Mi Ojo Viejo

Mentiras lindas em palavras lindas, preparadas no calor da hora, temperadas com idéias rápidas para se saborear sem pressa...

21.10.06



Os ratos de biblioteca.

O astrofísico Carl Sagan (1935 - 1996), brilhante divulgador científico, disse certa vez que os filmes de Hollywood nos levavam a acreditar que se as abelhas ou os pássaros fossem dotados de razão, rapidamente dominariam o mundo, mas que, na prática, os intelectuais, que possuíam tantas respostas sobre o mundo, eram dotados de razão e incapazes de construírem um mundo mais razoável!

Millôr Fernandes não deixou por menos: "Intelectual é um cara capaz de chamar a galinha em meia dúzia de línguas diferentes, mas pensa que quem põe ovo é o galo."

A fina ironia, a aberta desconfiança ou mesmo o franco antagonismo em relação aos intelectuais, essa casta que se dedica à atividades mentais entre o devaneio, a elucubração e o onanismo mental, crescem visivelmente no início desse novo século – talvez pelo contraste com a significativa importância que desfrutaram nos dois séculos anteriores (o XIX dos eruditos e o XX dos engajados).

Entre os intelectuais brasileiros do século XIX e XX, criaram-se diversos discursos para explicar o presente e projetar o futuro do Brasil nas obras de Varnhagen, Capistrano de Abreu, Gilberto Freyre, Sérgio Buarque de Holanda, Nélson Werneck Sodré, Caio Prado Jr., Florestan Fernandes e de Fernando Henrique Cardoso, entre outros. Se de um lado o cânone sobre os intérpretes do Brasil está de tal forma consolidado que Gilberto Freyre, Sérgio Buarque de Holanda e Caio Prado Jr. são singelamente chamados de “os três porquinhos” (no sentido de que suas obras são referências obrigatórias tanto pelo valor individual quanto pelo momento e as diferentes idéias que representam), por outro é consensual a impossibilidade de se pensar em teorias explicativas ou projetivas com uma perspectiva globalizante nos dias atuais.

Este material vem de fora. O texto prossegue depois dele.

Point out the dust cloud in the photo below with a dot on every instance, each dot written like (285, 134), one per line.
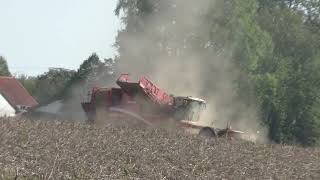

De qualquer forma, ler sobre essas teorias e refletir sobre suas limitações e potencialidades ainda é bastante interessante e significativamente enriquecedor, o que pode ser percebido pelo volume e qualidade da produção acadêmica dedicada ao tema, da qual destaco três publicações recentes: o didático As Identidades do Brasil 2: de Calmon a Bomfim (FGV), de José Carlos Reis, que complementa o volume 1 (hoje na 8ª. Edição mas que foi lançado em 1999 e no qual o cânone foi abordado de forma mais tradicional, discutindo as obras mais clássicas do século XIX e XX que valorizavam a herança lusa ou propunham uma identidade própria) ampliando as reflexões em direção ao pensamento ultraconservador (Pedro Calmon, Afonso Arino de Mello Franco e Oliveira Vianna) e revolucionário (Manoel Bomfim), em um trabalho que conjuga seriedade e acessibilidade; o estudo sobre a obra de Ronald de Carvalho entre 1910 e 1930, n’O Brasil e os Dias: Estado-Nação, Modernismo e Rotina Intelectual (EDUSC), de André Botelho, que discute a partir do perfil intelectual e da atuação daquele diplomata a forma como literatura, política e cultura brasileira interagiram no período estudado; e finalmente, LeiturasBrasileiras: Itinerários no Pensamento Social e na Literatura (PAZ E TERRA), de Mariza Velolso e Angélica Madeira, em um trabalho à quatro mão que uniu uma teórica em literatura e uma antropóloga para pensarem a modernidade brasileira a partir de reflexões sobre as obras de Mário de Andrade, Gilberto Freyre, Sérgio Buarque e do engajamento e contracultura entre os anos 50 e 70.

Talvez a partir de algumas idéias expostas nas obras acima sejamos capazes de entendermos os riscos que corremos quando, como hoje, os intelectuais estão ameaçados de serem substituídos de forma definitiva pelos malabaristas da mídia (aqueles colunistas, artistas e especialistas que são formados no Instituto “Deixa que eu chuto” de Achismos e Obviedades)...

Na mesma velocidade em que o rato de biblioteca, uma espécie em extinção ainda não protegida pelo IBAMA, desaparece e se multiplicam as antas midiáticas, as desrazões contemporâneas se tornam mais aceitáveis e razoáveis!

Depois de tantas certezas e tantos sonhos oferecidos pela “intelligenza”, é o triunfo da “ignoranza”.

Como o esquizofrênico da piada, eu sei que dois mais dois são quatro, mas não me conformo com isso.

(Publicado na Revista Pronto de Cultura - www.revistapronto.com.br - em 04/10/2006, ilustração o quadro O Bibliotecário, de Archimboldo, pintado em 1565.)